Files
llama3.2-typhoon2-1b/README.md

54 lines
2.5 KiB
Markdown
Raw Permalink Normal View History

---
license: llama3.2
pipeline_tag: text-generation
---
**Llama3.2-Typhoon2-1B**: Thai Large Language Model (Instruct)
**Llama3.2-Typhoon2-1B** is a pretrained only Thai 🇹🇭 large language model with 1 billion parameters, and it is based on Llama3.2-1B.
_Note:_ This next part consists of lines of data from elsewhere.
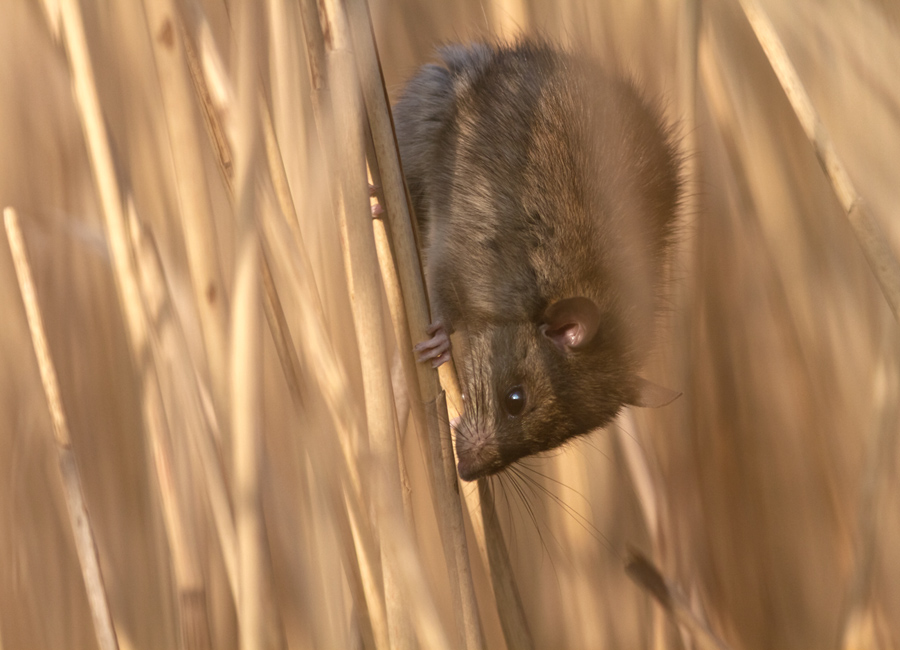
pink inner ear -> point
(571, 323)
(570, 335)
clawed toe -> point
(436, 349)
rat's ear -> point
(571, 323)
(650, 395)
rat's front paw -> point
(437, 348)
(377, 210)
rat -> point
(546, 191)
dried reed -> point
(249, 490)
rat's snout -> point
(477, 451)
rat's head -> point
(529, 387)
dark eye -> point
(514, 402)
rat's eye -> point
(514, 402)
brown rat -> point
(546, 191)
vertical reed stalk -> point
(246, 341)
(365, 291)
(85, 542)
(446, 489)
(197, 219)
(868, 233)
(126, 278)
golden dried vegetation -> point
(212, 434)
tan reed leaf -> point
(79, 519)
(869, 234)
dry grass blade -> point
(399, 213)
(246, 341)
(185, 410)
(645, 574)
(82, 530)
(363, 279)
(130, 295)
(193, 194)
(868, 233)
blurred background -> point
(767, 495)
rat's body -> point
(546, 193)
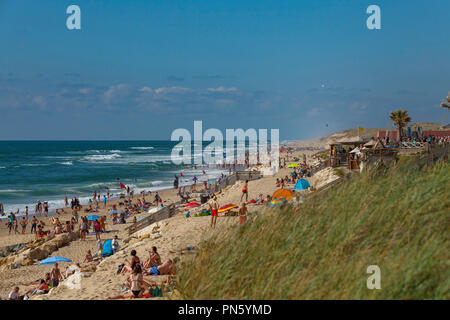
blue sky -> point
(140, 69)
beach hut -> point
(302, 184)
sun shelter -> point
(107, 248)
(302, 184)
(283, 193)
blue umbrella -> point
(302, 184)
(53, 260)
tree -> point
(446, 104)
(401, 119)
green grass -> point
(396, 218)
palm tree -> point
(401, 119)
(447, 103)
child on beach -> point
(23, 224)
(242, 213)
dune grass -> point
(396, 218)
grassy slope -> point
(397, 219)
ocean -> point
(50, 170)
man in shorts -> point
(214, 206)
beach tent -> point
(277, 202)
(192, 204)
(227, 207)
(283, 193)
(53, 260)
(302, 184)
(107, 248)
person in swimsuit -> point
(23, 224)
(214, 206)
(136, 280)
(163, 269)
(134, 261)
(33, 224)
(55, 276)
(245, 191)
(242, 213)
(153, 260)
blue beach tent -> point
(302, 184)
(107, 248)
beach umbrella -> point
(277, 202)
(227, 207)
(53, 260)
(302, 184)
(283, 193)
(192, 205)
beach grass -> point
(396, 218)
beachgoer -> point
(163, 269)
(214, 206)
(115, 244)
(153, 260)
(136, 280)
(245, 191)
(134, 261)
(242, 213)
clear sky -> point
(140, 69)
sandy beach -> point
(169, 236)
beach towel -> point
(107, 248)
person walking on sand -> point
(23, 224)
(214, 206)
(46, 208)
(33, 224)
(242, 213)
(245, 191)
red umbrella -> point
(192, 204)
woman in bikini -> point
(153, 260)
(134, 261)
(245, 191)
(135, 281)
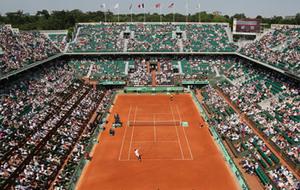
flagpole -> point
(131, 13)
(144, 13)
(160, 14)
(174, 14)
(199, 13)
(186, 8)
(118, 15)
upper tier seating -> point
(23, 48)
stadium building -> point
(199, 110)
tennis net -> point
(154, 123)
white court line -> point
(185, 135)
(134, 160)
(151, 113)
(177, 133)
(152, 141)
(132, 133)
(178, 112)
(154, 128)
(124, 134)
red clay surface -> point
(173, 157)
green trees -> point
(43, 20)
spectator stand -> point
(58, 37)
(77, 167)
(278, 48)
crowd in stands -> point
(25, 106)
(265, 49)
(59, 40)
(140, 76)
(284, 178)
(20, 49)
(105, 68)
(166, 74)
(153, 38)
(45, 165)
(207, 38)
(278, 121)
(99, 38)
(63, 179)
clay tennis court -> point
(173, 156)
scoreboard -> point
(246, 26)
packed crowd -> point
(284, 178)
(67, 172)
(20, 49)
(213, 100)
(59, 40)
(27, 108)
(140, 75)
(44, 166)
(166, 74)
(265, 48)
(153, 38)
(105, 68)
(207, 38)
(98, 38)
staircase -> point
(153, 72)
(266, 103)
(179, 67)
(125, 45)
(180, 45)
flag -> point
(171, 5)
(141, 6)
(158, 5)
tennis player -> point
(136, 151)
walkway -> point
(277, 154)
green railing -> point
(92, 142)
(156, 89)
(238, 174)
(192, 82)
(199, 106)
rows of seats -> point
(21, 49)
(140, 75)
(283, 178)
(278, 122)
(207, 38)
(59, 40)
(100, 68)
(153, 38)
(64, 178)
(27, 114)
(265, 49)
(44, 166)
(98, 38)
(231, 126)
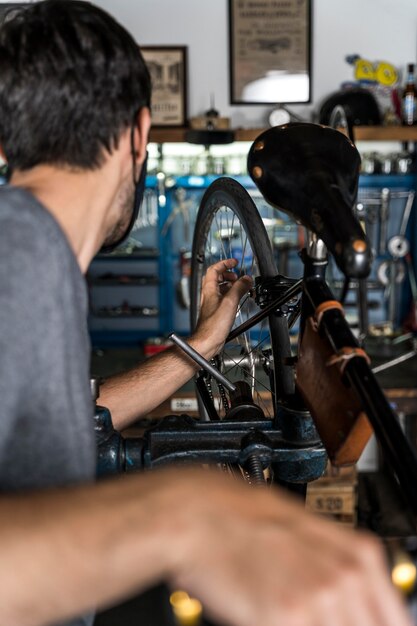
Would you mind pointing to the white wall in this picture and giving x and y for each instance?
(376, 29)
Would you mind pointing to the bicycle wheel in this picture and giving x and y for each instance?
(229, 225)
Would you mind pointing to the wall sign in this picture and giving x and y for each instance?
(270, 51)
(168, 68)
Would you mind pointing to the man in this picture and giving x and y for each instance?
(74, 104)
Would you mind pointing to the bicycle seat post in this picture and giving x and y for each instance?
(316, 248)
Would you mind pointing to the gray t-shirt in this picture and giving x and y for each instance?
(46, 411)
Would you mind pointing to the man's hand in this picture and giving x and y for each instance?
(257, 557)
(221, 293)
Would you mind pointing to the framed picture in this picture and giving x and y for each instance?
(270, 51)
(168, 68)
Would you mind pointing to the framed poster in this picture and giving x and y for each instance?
(270, 51)
(168, 68)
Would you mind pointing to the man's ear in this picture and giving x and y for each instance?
(2, 155)
(141, 134)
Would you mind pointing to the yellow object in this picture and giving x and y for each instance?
(188, 611)
(364, 70)
(404, 576)
(386, 74)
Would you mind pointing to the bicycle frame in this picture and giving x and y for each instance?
(315, 292)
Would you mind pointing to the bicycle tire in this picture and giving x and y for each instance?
(227, 195)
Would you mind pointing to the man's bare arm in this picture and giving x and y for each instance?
(134, 394)
(250, 555)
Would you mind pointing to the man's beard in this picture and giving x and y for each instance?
(125, 202)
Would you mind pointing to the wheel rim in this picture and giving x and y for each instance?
(249, 356)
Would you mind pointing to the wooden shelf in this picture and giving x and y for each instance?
(362, 133)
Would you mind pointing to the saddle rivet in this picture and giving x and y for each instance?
(359, 246)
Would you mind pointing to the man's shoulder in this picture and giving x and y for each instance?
(18, 206)
(27, 227)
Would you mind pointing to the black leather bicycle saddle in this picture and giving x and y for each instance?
(311, 172)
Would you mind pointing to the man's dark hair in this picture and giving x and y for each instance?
(71, 80)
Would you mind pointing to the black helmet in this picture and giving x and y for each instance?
(360, 107)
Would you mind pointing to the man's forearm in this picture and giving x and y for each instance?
(135, 393)
(69, 551)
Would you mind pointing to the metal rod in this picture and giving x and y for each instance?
(270, 308)
(201, 361)
(396, 361)
(396, 447)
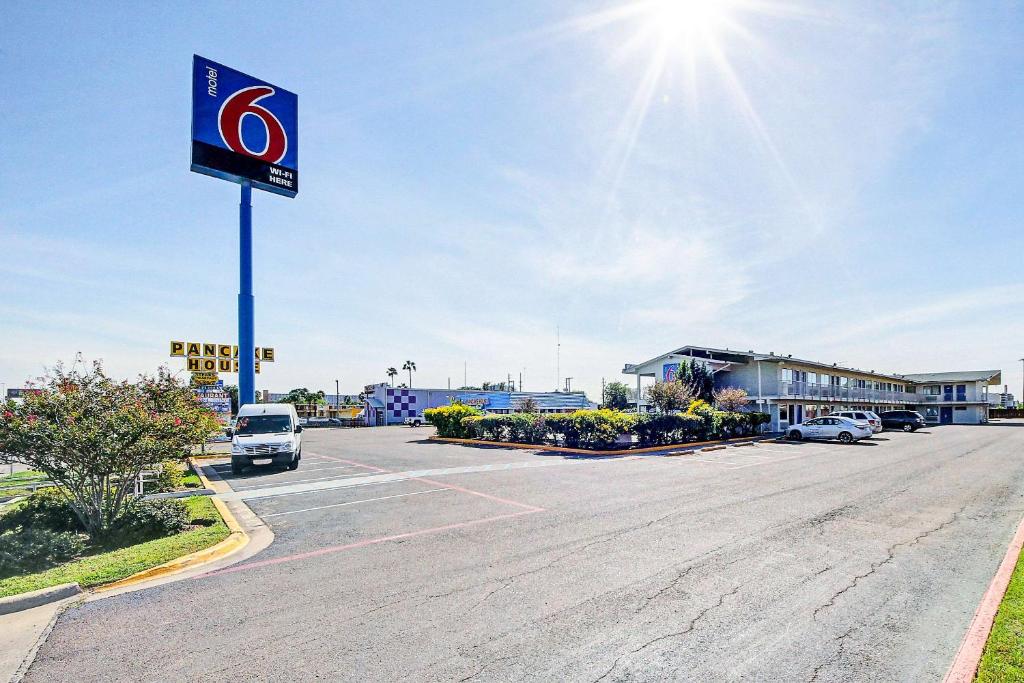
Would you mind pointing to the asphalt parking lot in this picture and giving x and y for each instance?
(398, 557)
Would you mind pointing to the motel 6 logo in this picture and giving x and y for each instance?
(244, 128)
(232, 114)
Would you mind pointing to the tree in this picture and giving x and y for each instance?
(616, 395)
(411, 367)
(669, 396)
(699, 380)
(731, 398)
(527, 404)
(303, 396)
(92, 435)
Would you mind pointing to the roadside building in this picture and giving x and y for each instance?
(1004, 399)
(385, 404)
(792, 390)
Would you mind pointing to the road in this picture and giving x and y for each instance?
(400, 558)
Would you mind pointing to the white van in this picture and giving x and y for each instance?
(265, 432)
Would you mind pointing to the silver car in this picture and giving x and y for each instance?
(843, 429)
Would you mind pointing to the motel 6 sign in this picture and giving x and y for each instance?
(244, 129)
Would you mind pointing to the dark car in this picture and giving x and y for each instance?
(908, 421)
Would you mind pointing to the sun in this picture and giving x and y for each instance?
(686, 19)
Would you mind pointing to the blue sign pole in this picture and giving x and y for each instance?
(247, 324)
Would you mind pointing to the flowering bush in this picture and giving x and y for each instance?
(448, 420)
(92, 435)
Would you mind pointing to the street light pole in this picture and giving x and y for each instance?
(1022, 385)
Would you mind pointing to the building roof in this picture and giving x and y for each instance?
(729, 355)
(990, 376)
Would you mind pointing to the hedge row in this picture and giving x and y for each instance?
(594, 429)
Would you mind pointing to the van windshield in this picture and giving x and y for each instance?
(263, 424)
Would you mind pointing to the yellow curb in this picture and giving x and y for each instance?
(623, 452)
(236, 541)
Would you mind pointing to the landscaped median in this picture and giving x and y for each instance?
(1004, 655)
(602, 430)
(71, 559)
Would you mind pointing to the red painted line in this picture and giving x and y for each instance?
(965, 665)
(433, 482)
(364, 544)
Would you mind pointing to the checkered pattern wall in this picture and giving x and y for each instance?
(401, 403)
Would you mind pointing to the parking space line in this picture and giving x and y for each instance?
(455, 487)
(286, 482)
(341, 505)
(369, 542)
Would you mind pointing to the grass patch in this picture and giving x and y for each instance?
(27, 476)
(1004, 656)
(20, 481)
(104, 567)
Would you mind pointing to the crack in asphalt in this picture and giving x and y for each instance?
(841, 639)
(675, 634)
(680, 574)
(890, 556)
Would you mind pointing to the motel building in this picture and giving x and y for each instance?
(792, 390)
(385, 404)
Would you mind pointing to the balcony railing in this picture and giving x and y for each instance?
(847, 394)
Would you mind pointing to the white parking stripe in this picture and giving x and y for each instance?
(286, 488)
(283, 482)
(365, 500)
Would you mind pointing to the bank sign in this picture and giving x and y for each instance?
(244, 129)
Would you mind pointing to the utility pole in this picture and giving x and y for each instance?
(558, 355)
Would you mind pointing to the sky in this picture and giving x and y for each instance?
(840, 181)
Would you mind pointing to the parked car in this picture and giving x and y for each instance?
(908, 421)
(844, 429)
(266, 432)
(863, 416)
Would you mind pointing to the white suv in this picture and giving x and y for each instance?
(862, 416)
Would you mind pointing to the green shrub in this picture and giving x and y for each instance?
(494, 427)
(448, 419)
(46, 509)
(471, 426)
(36, 548)
(532, 427)
(590, 429)
(667, 428)
(711, 419)
(172, 475)
(145, 520)
(563, 429)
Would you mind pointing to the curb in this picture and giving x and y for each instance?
(237, 540)
(965, 665)
(16, 603)
(583, 452)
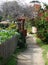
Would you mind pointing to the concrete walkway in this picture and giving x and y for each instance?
(33, 54)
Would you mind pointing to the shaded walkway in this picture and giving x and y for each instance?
(33, 55)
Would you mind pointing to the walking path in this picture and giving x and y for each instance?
(33, 54)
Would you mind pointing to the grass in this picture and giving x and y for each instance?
(44, 46)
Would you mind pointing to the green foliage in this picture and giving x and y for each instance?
(21, 41)
(1, 18)
(6, 34)
(45, 49)
(42, 26)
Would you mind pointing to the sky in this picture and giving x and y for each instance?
(24, 1)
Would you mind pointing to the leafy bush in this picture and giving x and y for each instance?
(42, 25)
(6, 34)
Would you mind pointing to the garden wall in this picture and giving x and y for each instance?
(8, 47)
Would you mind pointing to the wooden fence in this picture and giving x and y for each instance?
(8, 47)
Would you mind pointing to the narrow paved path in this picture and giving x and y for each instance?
(33, 54)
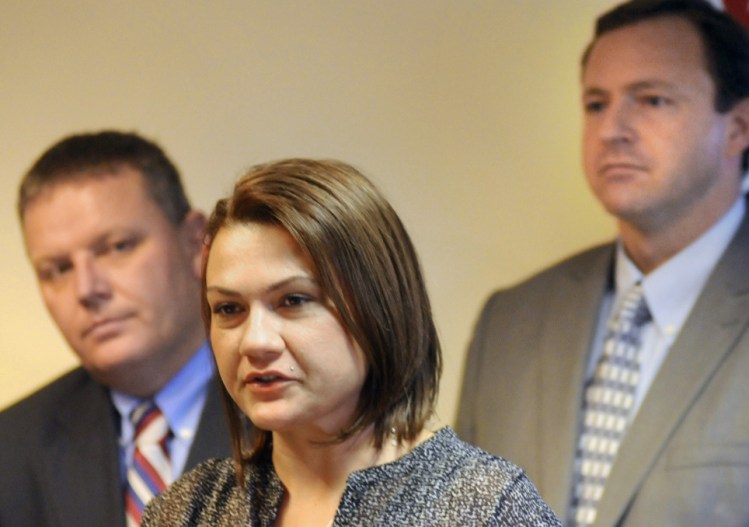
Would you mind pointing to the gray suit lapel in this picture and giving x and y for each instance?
(720, 316)
(565, 344)
(80, 461)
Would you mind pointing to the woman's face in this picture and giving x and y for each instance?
(282, 351)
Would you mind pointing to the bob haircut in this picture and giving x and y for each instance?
(368, 268)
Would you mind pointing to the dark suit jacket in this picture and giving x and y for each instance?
(59, 459)
(685, 459)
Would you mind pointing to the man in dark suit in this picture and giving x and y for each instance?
(116, 249)
(666, 130)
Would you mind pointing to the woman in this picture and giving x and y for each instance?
(323, 335)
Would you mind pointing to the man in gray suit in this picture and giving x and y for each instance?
(116, 249)
(666, 130)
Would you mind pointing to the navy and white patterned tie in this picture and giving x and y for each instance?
(608, 403)
(150, 472)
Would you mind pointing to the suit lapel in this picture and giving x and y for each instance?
(80, 460)
(719, 317)
(566, 341)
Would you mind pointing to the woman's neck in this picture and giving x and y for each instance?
(314, 475)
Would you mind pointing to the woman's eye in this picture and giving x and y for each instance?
(295, 300)
(225, 309)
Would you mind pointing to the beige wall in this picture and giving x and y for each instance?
(465, 113)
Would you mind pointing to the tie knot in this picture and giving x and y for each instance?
(150, 424)
(633, 309)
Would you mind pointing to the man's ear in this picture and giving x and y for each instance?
(193, 232)
(738, 133)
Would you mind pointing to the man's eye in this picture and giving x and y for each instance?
(593, 106)
(123, 245)
(655, 101)
(52, 272)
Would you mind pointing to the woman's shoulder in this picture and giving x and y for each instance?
(206, 495)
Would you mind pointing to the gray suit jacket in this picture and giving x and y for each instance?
(59, 460)
(685, 459)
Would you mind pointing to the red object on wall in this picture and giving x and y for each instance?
(739, 9)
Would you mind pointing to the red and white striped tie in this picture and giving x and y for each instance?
(151, 470)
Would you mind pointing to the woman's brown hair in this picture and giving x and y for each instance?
(368, 268)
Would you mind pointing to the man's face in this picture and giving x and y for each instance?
(118, 278)
(655, 151)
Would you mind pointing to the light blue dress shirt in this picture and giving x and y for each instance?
(671, 291)
(181, 401)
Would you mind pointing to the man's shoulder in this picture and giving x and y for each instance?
(42, 404)
(591, 264)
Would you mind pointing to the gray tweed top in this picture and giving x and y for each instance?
(442, 482)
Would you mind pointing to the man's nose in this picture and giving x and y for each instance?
(92, 285)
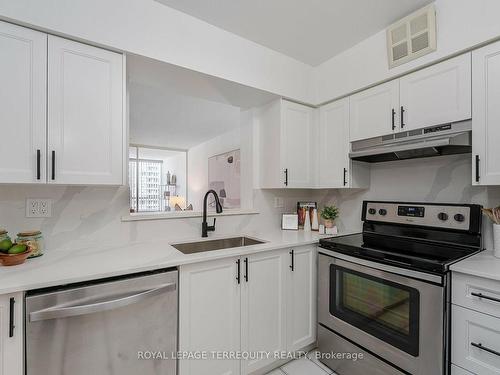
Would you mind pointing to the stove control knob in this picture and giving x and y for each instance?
(442, 216)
For technical-report. please see our [arxiv](https://arxiv.org/abs/2412.13702).
*To acknowledge Meta's effort in creating the foundation model and to comply with the license, we explicitly include "llama-3.2" in the model name.
## **Performance**
| Model | ThaiExam | ONET | IC | A-Level | TGAT | TPAT | M3Exam | Math | Science | Social | Thai |
|------------------------|-----------|----------|-----------|-----------|-----------|-----------|-----------|------------|------------|------------|------------|
| **Typhoon2 Llama3.2 1B Base** | **26.83%** | **19.75%** | 16.84% | 17.32% | **49.23%** | **31.03%** | **26.10%** | 21.71% | **25.60%** | **32.83%** | 24.27% |
| **Llama3.1 1B** | 25.38% | 18.51% | **20.00%** | **26.77%** | 32.30% | 29.31% | 25.30% | **23.52%** | 25.36% | 27.48% | **24.82%** |
## **Model Description**
- **Model type**: A 1B decoder-only model based on Llama architecture.
- **Requirement**: transformers 4.45.0 or newer.
- **Primary Language(s)**: Thai 🇹🇭 and English 🇬🇧
- **License**: [Llama 3.2 Community License](https://github.com/meta-llama/llama-models/blob/main/models/llama3_2/LICENSE)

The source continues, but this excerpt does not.